Cypriot-American fashion designer and couturier (born 1967)

Nicolas Petrou is a Cypriot-American fashion designer and couturier based in New York City.

==Early life and education==
Nicolas Petrou was born in Nicosia, Cyprus to Spyridon Petrou and Eleftheria Efthimiou. After graduating from high school, he moved to London where he completed his foundations studies in art and design at Harrow College. He then attended the Regent's American College in London before enrolling in the fashion design graduate program at
Central Saint Martins. He graduated from Saint Martins with a Master of Arts degree in 1992.

==Career==
Petrou moved to New York in 1993 where he began designing for several fashion houses, receiving rave reviews for his collections. In 1995, the New York Times applauded Nicolas Petrou and his then design partner, Michael Lund as fresh, new talents. His collections have been featured in fashion and other prestigious publications, including the cover of WWD, T Magazine of The New York Times, Dazed and Confused, Seventh Man, V- MAN, Vogue, Elle, Bazaar, Numero, W, Interview, Metal and The New York Times. Additionally, Petrou has dressed many celebrities, such as Lady Gaga and Beyoncé. In 2011, Petrou was featured in the fashion book, Not A Toy: Radical Character Design in Fashion and Costume by Atopos and Vassilis Zidianakis.

===PETROU===
Petrou launched his private label, PETROU with a store on Madison Avenue in 2006. The store featured a high-end womenswear line.

===PETROU\MAN===
In 2009, he launched a high end menswear collection under the name PETROU\MAN that sells in the US and Hong Kong. The high-end menswear collection offers a "fresh twist in men's wardrobe". The debut collection, which Dazed Digital described as a deconstruction of sportswear, featured masked skins with colorful patterns, including star-spangled motifs. His second collection "was inspired by the lives of nomads and applied their travels to his signature mix of sportswear...creating a rich, unusual texture achieved through his combination of fabrics and prints". For his Spring 2011 collection, he mainly used beige and navy, mixed with tribal and ethnic prints and elaborate headpieces of colorful birds, butterflies, and tin toys. In an interview with Dazed Digital, Petrou said that the collection was a mélange of Western style with Pacific Islander and African influences.
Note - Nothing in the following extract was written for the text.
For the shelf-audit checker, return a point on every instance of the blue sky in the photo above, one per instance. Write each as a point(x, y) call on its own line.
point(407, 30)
===audience by PETROU\MAN===
In March 2013, Petrou launched his spinoff label, a diffusion line called audience by PETROU\MAN. The debut collection received rave reviews and one of the pieces was included in "The Top 10 Items from Fall/Winter 2014" list of The New York Times T Magazine. Inspired by abstract painting, Petrou experimented with tie-dye and acid-wash techniques on mixed textures of cotton and wool to create unique silhouettes.

==Collaborations==
Nicolas Petrou has collaborated with various artists, such as Stephen Shanabrook and Veronika Georgieva, as well as Henrik Vibskov for the cover of Dazed & Confused, which was photographed by Kacper Kasprzyk and styled by Robbie Spencer. He also designed costumes for New York-based dance company, Chamecki Lerner. He is also one of the founders and creative director of The Market NYC.